Price target revised to Rs620

Result highlights

  • The Q3FY2006 results of UltraTech Cement Ltd (UTCL) are above our expectations at the operating profit level but below our expectations at the net profit level primarily because of a higher tax outgo during the quarter.
  • UTCL's net sales for the quarter grew by 5% year on year (yoy) to Rs783 crore (after adjusting the freight and trading sales impact). The growth was driven by a 12.8% increase in cement realisation.
  • Cement volumes were down 6.9% owing to floods in the southern region, which restricted production in the southern plants. As a result, the utilisation of UTCL's cement capacity fell to 87% during Q3FY2006 compared with 97% in Q3FY2005.
  • The operating profits stood at Rs110.4 crore, up 108% yoy. The operating profit margin (OPM) during the quarter improved by 610 basis points to 14.1%, primarily because of a flat other expenditure. The improvement in the OPM could have been higher, but for an 18.7% jump in the per-tonne cost of power and fuel, and a 58% rise in the freight cost per tonne during the quarter.
  • The tax outgo of Rs19.2 crore (at a tax rate of 44.6%) restricted the net profit to Rs24 crore.

3i Infotech
Cluster: Emerging Star
Recommendation: Buy
Price target: Rs244
Current market price: Rs187

Product play

Result highlights

  • The consolidated revenues of 3i Infotech have grown by 15% quarter on quarter (qoq) and by 47.2% year on year (yoy) to Rs112 crore. The sequential revenue growth was aided by the incremental revenues of Rs6.7 crore accrued from the three acquisitions made during the last quarter. The organic growth stood at 8.2% on a sequential basis.
  • The operating profit margin (OPM) improved by 40 basis points qoq and by 170 basis points yoy to 20.9% in the third quarter. The increased contribution from the high-margin product business and the positive impact of the rupee depreciation are the key reasons for the improvement in the company's overall profitability.
  • At Rs16.3 the earnings grew at 22% sequentially and at 56.5% when compared with the growth rate in the third quarter of the previous year.
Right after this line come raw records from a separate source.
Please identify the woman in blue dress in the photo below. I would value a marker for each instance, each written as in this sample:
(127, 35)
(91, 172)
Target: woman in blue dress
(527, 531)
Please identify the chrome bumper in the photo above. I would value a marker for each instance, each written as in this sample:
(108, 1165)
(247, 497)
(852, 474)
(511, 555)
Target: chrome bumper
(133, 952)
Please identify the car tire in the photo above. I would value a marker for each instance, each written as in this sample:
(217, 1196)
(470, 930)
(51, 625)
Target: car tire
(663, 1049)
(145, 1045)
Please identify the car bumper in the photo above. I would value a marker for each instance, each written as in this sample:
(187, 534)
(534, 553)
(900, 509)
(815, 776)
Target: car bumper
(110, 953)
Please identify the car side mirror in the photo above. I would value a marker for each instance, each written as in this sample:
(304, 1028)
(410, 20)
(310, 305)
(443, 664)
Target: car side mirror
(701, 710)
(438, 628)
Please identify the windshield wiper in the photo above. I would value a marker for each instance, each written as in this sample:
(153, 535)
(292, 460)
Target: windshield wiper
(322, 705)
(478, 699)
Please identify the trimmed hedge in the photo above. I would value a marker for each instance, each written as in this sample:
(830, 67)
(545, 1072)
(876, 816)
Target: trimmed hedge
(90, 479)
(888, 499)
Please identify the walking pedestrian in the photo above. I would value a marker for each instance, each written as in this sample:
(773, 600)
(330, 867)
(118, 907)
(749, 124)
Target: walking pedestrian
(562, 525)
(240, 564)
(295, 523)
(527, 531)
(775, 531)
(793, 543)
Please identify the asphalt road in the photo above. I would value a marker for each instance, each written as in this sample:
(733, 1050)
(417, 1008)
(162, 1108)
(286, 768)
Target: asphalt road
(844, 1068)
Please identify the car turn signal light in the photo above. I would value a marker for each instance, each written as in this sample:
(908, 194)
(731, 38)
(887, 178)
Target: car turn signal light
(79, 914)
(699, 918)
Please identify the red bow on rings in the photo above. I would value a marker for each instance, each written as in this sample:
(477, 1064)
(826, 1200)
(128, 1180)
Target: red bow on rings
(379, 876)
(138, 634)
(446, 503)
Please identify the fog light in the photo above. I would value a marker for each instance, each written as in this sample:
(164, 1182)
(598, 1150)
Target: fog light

The earnings growth was boosted by a healthy jump in the other income component from Rs1 crore in Q2 to Rs2.4 crore. The company reported a positive impact of Rs1.6 crore from the foreign exchange fluctuations witnessed in the last quarter.
  • Given the robust performance reported during the first nine months, the management has revised the revenue growth guidance from 25-30% to 40-45% for the current year. Earnings have been guided in the range of Rs9.2-9.6 per share as compared with the earlier indications of Rs8.5-9.5 per share.
  • We maintain our Buy call on the stock with the one-year price target of Rs244.